March 8, 2007 Is Home Depot shafting shoppers?
By Scott Burns
Sixteen years ago, I sent my wife a love note. It went like this:
Carolyn: I've gone to Our Store. Be back soon. Love, Scott.
We called Home Depot "our store" because we spent a lot of time there back in 1990. We're house freaks. Wherever we go, we imagine living there, owning a house or a condo. We like to remodel houses. In the past 16 years we've done major work on three houses in Dallas and two houses in Santa Fe, N.M.
But I have a confession to make. I still love my wife, but we don't shop much at Home Depot anymore. Indeed, we generally try to avoid it and grieve for the loss.
We're not alone. Last month Home Depot announced a whopping 28% decline in earnings for the fourth quarter. Even more striking, same- store sales were down 6.6% from the previous year. This had never happened before, not in all 28 years of company history. Once a growth darling, "the new Wal-Mart (WMT, news, msgs)" and a stock that sold at twice the market multiple, Home Depot is now widely discussed as a potential private-equity buyout candidate because it earns 22% on shareholder equity and has lots of assets to hock. Today it sells at a below-market multiple of 14.4 and offers an above-average dividend yield of 2.2%.
Much of the recent disappointment in the stock is due to the slowdown in housing and the reassessment many are making of homes as an investment. With home resale prices flat to declining, many homeowners are reconsidering the kind of home-improvement projects that make for multiple visits and big spending.
Home Depot rival Lowe's reported an earnings drop of 12% for the fourth quarter.
Some of the less recent disappointment in Home Depot shares is due to the egregious compensation of its former CEO and his high-handed treatment of shareholders.
Consistent abuser of customers' time. ========================
But I'd like to suggest a much bigger reason that Home Depot has become a troubled and unloved company. I call it time abuse.
Home Depot is a consistent abuser of its customers' time. Let me explain.
Back in 1990, when my wife and I loved Home Depot, the stores were staffed with well-trained, knowledgeable and helpful people.

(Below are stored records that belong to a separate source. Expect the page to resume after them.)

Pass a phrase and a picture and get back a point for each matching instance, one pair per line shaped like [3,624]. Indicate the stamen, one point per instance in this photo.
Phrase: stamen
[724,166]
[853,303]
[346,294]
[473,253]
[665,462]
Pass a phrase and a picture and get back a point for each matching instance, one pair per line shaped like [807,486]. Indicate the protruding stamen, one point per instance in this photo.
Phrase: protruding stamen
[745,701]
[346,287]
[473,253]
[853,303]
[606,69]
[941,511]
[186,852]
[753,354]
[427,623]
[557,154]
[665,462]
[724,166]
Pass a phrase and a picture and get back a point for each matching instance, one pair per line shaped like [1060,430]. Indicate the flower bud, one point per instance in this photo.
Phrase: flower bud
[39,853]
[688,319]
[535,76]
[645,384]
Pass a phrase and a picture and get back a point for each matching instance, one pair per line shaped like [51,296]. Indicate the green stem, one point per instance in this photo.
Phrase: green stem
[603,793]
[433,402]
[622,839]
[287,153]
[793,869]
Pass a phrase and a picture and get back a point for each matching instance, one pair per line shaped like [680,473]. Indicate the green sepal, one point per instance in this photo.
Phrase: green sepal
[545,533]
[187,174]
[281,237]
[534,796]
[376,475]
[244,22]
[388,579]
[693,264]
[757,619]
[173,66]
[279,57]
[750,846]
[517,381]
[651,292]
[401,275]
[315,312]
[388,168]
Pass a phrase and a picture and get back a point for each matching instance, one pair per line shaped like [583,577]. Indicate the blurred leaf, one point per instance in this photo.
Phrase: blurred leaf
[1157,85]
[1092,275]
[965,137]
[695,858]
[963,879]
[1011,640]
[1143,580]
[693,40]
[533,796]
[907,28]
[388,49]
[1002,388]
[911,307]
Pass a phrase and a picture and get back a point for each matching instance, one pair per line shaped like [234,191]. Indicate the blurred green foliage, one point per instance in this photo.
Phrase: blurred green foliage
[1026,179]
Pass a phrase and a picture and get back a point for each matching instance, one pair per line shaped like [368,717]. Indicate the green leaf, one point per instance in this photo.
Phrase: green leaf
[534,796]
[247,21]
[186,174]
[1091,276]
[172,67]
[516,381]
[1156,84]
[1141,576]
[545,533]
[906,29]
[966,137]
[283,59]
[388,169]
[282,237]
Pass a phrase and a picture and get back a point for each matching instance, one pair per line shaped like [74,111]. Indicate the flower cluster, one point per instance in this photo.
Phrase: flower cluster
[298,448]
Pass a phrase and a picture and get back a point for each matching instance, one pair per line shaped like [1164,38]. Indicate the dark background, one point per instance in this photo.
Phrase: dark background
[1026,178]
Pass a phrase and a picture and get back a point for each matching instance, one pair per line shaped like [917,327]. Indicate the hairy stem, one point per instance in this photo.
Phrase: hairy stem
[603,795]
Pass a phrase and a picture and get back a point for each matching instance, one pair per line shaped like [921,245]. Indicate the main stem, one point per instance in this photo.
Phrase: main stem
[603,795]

If you had a question, even a silly one, it was easy to find someone who knew the answer. Home Depot had an amazing inventory. It also had a staff that helped you access that inventory and make choices.
Though it didn't have employees waiting at the door, as do high- service stores such as Elliot's in Dallas and Big Jo in Santa Fe, you could make a purchase quickly at Home Depot.
But that was then.
Today, it is difficult to find a staff person at a Home Depot. Personally, I've left the store empty-handed after a hopeless wait. During one long wait shortly before Christmas, I commented to a worker that the store was so busy they must be getting lots of overtime.
"No way," the employee said.
My wife has gotten so frustrated waiting -- while trying to buy carpeting for an entire house -- that she has taken her business elsewhere.
I know we're not alone. One of my friends started to seethe when I mentioned Home Depot. He'll buy things almost anywhere, except Home Depot. He hates having his time abused.
Add people to the payroll ================
That's what Home Depot does by short-staffing. It abuses our time. We can't get the help we need, and we can't make our purchases quickly. The result is that a once iconic, wonderfully American store has become an aggravation rather than a blessing.
Home Depot is not unique. Many supermarket chains and some of the large department stores appear to have decided that short-staffing is the way to meet their profit plans, hoping to drop more dollars to their bottom lines by stealing our time at the checkout counter or elsewhere.
My bet is that a few years from now someone will give this a clever name, like "millennial myopia" or some other phrase suitable for the Harvard Business Review. Until then, the investment bankers will be working on different ways to solve the share price problem with financial moves.
Let's hope the board of directors at HD takes the time to learn what's obvious to ordinary people who do a lot for themselves and need to make good use of their time.
The solution is to add people to the payroll rather than reducing both.